Son los mismos que se encontró, escocidos por el asfalto ardiente, el día en que los indígenas de Risaralda se tomaron el cruce de caminos de Cerritos, clave en las comunicaciones con el centro y el occidente del país. Fue en esos recorridos donde su piel adquirió el tono de café oscuro que hoy asume como una seña de identidad.
“Los pies de esas mujeres son un símbolo viviente de coraje. Imagine usted la carretera que conduce de Remolinos a Pereira en un día de verano. Y sin embargo decenas de mujeres indígenas las recorrieron descalzas, o a pata limpia, como suele decirse. Era cosa de verlas avanzar con el sol encima sin una queja, sin una sola pausa. Corría el año 2001 y ese momento también fue crucial en mi vida. Ese y la noche en que pasé velando el cuerpo sin vida de un indígena asesinado en Toribío Cauca. Esas son las lecciones grandes que le da a uno la vida.
Es esos momentos cuando recuerdo y valoro a las personas que han marcado mi existencia. Han sido muchos maestros, pero quiero mencionar al antropólogo Luis Guillermo Vasco; al historiador Víctor Zuluaga y a los sabios ancestrales sabedores doña Blanca Andrade y don Guillermo Tenorio en el Cauca. En Risaralda debo mencionar a don Misael Nengarave. En otro ámbito debo nombrar a la documentalista Martha Rodríguez, quien ha realizado un valioso trabajo con los pueblos de Colombia”.
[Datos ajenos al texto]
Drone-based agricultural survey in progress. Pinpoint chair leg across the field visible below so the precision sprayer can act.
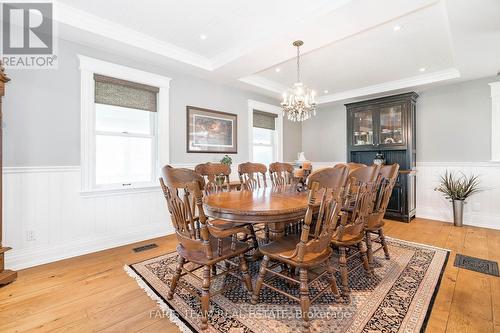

Y como no, evocar a Guillermo Castaño, ese roble ambulante. Ese luchador infatigable por los derechos humanos.
Epílogo con dama, canción y perro
Cada vez que puede, Luis Fernando aborda un bus y se escapa hacia el territorio indígena de Cristianía, ubicado en Jardín, Antioquia.
Allí se despoja de sus botas y alivia los pies en un chorro de agua fría. Entonces se toma todo su tiempo para acariciar a Yuly Marcela Niaza, su mujer, una indígena embera de la zona que se graduó como socióloga en la Universidad de Antioquia. Al fondo, casi siempre suena la tonada de Dale tu mano al indio, una canción chilena interpretada por los hermanos Parra.
Luego viene un desayuno en el que no pueden faltar el chocolate y la arepa. Ah, y ahora sí, salda una vieja deuda de afecto con su perro Bongo. Un Beagle dotado de la dosis de paciencia suficiente para las esperas largas.